Compressive strength of thermally treated Barakar sandstone in Jharia coal mine fire region: Interplay of strength, strain rate, and temperature

This comprehensive study investigates the effects of water evaporation and thermally induced micro-cracks on the compressive strength of Barakar sandstone, subjected to temperatures ranging from 25 °C to 800 °C under both quasi-static and dynamic loading conditions. The quasi-static and dynamic compressive strengths of thermally treated Barakar sandstone were measured using a Universal Testing Machine (UTM) and Split Hopkinson Pressure Bar (SHPB), respectively.
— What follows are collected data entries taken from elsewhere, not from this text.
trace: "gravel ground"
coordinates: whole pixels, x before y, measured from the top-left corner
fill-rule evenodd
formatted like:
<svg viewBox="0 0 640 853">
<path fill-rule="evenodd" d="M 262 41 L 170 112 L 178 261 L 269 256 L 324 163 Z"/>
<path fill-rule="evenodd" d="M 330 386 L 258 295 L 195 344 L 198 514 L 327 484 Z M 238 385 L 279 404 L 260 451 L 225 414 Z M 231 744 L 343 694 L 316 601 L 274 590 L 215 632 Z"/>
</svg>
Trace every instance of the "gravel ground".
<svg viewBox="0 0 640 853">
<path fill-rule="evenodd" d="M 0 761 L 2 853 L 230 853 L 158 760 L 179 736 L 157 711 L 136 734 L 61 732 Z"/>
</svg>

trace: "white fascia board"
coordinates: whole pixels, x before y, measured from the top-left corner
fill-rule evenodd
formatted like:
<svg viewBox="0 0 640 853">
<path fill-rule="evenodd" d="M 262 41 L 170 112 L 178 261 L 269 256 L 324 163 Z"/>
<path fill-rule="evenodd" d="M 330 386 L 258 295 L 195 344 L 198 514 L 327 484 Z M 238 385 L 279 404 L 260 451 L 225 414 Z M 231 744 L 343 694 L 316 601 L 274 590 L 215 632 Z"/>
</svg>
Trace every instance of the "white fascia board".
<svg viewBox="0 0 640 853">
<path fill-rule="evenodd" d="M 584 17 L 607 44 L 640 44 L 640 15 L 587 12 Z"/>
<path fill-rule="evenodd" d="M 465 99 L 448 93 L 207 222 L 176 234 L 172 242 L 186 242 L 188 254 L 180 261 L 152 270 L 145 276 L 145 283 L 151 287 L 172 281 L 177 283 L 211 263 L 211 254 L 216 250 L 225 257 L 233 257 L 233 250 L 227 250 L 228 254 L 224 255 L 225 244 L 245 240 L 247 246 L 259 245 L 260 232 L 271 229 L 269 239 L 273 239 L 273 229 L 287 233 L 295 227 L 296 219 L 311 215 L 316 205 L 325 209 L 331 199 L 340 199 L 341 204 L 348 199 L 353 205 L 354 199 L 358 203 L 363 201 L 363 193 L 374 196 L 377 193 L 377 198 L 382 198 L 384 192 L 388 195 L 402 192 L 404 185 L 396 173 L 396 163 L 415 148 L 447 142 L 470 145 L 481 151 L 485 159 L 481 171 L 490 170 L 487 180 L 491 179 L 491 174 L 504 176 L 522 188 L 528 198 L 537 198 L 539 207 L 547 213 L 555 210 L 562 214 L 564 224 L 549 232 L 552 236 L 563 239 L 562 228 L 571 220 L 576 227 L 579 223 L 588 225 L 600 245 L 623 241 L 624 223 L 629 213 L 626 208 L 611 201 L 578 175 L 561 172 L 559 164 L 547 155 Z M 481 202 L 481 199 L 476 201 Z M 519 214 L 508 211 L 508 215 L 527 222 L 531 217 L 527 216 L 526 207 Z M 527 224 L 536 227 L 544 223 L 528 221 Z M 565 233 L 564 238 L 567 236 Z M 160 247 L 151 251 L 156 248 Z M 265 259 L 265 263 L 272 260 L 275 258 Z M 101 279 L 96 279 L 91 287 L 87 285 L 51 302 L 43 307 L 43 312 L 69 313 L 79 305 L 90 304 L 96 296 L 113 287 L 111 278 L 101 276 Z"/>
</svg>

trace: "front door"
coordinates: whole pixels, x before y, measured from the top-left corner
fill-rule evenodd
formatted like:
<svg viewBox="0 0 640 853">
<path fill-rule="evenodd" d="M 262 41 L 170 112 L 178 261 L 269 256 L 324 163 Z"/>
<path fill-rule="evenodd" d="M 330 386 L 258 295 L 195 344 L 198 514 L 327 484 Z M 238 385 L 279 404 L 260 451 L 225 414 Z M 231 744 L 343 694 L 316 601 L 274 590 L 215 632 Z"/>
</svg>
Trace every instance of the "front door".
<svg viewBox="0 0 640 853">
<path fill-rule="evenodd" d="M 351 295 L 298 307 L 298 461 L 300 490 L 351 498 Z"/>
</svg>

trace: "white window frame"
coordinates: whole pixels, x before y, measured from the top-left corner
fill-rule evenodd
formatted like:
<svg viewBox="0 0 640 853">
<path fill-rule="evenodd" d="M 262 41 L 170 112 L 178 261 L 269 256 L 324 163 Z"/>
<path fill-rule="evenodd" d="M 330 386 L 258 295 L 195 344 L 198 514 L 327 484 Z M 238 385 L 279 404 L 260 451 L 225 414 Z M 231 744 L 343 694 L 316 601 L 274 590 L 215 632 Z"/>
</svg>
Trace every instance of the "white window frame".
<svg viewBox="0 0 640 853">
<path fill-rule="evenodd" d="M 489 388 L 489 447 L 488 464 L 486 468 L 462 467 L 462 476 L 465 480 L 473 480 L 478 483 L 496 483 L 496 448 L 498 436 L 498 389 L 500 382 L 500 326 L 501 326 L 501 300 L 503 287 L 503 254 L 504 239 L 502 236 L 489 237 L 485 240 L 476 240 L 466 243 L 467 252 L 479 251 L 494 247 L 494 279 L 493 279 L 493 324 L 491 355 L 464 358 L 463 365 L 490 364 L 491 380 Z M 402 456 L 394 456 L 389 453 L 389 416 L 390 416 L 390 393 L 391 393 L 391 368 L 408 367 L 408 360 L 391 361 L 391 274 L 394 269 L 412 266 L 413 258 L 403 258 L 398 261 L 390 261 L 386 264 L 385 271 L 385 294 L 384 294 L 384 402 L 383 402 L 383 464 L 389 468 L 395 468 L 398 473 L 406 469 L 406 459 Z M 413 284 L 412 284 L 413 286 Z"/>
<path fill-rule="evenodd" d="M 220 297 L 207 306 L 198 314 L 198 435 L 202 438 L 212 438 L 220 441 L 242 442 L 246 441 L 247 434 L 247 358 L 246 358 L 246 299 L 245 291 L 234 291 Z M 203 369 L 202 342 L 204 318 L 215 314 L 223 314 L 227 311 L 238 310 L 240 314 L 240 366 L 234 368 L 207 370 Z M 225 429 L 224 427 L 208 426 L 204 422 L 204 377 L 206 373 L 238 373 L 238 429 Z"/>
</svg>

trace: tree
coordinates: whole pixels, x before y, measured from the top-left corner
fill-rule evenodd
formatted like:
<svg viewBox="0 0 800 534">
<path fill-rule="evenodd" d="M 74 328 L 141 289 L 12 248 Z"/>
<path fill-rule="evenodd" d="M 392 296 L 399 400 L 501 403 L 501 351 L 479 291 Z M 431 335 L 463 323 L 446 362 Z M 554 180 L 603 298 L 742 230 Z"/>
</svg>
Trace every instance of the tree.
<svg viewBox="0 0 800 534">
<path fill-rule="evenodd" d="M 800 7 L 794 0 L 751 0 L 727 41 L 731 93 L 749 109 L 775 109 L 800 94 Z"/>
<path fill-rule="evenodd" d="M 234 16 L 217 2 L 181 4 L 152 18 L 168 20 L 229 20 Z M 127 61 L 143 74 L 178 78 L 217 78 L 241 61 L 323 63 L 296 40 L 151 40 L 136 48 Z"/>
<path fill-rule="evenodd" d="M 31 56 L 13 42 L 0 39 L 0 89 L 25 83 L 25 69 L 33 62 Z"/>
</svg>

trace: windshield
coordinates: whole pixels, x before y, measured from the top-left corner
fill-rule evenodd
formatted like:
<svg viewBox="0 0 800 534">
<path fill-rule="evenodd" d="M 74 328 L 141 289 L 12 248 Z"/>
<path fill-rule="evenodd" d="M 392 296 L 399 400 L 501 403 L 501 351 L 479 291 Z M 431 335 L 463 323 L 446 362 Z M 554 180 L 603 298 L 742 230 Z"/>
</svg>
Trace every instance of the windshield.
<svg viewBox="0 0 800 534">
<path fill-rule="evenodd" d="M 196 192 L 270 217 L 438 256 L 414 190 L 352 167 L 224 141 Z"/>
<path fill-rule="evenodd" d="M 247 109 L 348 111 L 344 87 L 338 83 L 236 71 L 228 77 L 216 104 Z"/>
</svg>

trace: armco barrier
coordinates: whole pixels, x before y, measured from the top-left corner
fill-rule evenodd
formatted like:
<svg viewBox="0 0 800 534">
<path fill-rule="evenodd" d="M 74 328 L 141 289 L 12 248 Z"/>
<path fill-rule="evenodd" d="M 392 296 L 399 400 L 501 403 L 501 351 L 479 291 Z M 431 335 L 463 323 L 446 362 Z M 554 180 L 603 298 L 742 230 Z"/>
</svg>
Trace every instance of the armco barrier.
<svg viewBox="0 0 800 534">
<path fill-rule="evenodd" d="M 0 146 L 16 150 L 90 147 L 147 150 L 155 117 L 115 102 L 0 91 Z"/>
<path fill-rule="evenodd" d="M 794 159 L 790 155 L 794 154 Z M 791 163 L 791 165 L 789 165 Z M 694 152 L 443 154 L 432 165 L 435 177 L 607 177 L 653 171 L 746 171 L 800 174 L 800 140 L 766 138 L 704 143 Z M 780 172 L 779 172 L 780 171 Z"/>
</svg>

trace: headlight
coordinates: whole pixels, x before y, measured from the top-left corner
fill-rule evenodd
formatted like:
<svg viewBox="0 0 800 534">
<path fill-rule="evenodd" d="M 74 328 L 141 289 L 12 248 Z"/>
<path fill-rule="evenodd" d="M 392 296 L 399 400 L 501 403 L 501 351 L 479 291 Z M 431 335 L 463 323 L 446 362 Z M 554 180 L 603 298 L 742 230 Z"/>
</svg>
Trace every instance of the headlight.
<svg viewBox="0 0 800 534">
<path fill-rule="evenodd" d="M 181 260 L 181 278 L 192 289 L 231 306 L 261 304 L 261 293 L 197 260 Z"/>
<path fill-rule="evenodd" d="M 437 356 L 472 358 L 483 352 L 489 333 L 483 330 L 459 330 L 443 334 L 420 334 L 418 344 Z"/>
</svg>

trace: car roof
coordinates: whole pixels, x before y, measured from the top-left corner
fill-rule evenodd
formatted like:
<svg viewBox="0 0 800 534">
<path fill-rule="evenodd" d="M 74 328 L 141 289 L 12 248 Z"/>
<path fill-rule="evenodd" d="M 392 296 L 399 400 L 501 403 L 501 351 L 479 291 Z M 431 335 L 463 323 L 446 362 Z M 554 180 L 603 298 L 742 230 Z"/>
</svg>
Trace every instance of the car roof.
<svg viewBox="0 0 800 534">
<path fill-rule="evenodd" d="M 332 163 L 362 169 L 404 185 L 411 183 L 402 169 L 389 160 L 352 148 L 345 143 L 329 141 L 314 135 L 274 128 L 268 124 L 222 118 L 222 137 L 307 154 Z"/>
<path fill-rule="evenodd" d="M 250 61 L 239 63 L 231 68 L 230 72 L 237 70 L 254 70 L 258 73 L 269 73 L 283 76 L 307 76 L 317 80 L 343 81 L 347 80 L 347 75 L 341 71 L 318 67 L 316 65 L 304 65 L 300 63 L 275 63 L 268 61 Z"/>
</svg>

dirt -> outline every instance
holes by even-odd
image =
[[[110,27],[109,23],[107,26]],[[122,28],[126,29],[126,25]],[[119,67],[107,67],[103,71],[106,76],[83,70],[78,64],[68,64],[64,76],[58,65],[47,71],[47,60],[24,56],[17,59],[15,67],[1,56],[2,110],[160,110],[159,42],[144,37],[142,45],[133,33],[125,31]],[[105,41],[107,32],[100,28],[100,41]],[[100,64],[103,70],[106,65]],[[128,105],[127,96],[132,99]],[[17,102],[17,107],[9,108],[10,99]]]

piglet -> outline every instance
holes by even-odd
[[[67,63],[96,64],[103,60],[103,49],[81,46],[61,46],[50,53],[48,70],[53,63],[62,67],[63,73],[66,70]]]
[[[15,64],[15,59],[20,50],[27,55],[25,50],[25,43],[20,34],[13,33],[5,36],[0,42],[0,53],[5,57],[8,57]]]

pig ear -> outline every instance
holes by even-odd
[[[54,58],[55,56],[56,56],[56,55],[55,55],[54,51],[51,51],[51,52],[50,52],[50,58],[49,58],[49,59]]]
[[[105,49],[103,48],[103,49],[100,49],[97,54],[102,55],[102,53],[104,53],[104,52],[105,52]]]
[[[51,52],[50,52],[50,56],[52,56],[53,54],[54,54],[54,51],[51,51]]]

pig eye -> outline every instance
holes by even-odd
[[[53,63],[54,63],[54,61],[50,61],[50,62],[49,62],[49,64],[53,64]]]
Our findings reveal that up to 400 °C, water evaporation significantly enhances sandstone strength in both loading scenarios due to increased friction between mineral grains. Beyond 400 °C, the formation of micro-cracks and micropores degrades the rock's strength, leading to noticeable reductions under both loading conditions. Unexpectedly, the Dynamic Increase Factor (DIF) remained unchanged up to 400 °C but increased beyond this threshold. The study also validates the Kimberley universal rate-dependent scaling law, indicating that the characteristic strain rate, at which strength doubles compared to quasi-static strength, decreases beyond 400 °C, with some fluctuations observed up to this temperature. Fracture patterns consistently showed longitudinal splitting at all temperatures, with increasing severity beyond 400 °C due to extensive thermal cracking, as evidenced by microscopic and image analyses of the samples. This study provides crucial insights into the thermal and mechanical behavior of Barakar sandstone, highlighting the critical 400 °C threshold beyond which significant changes in strength and fracture characteristics occur. These findings have important implications for geological and geotechnical applications involving high-temperature conditions and dynamic loading of sandstone.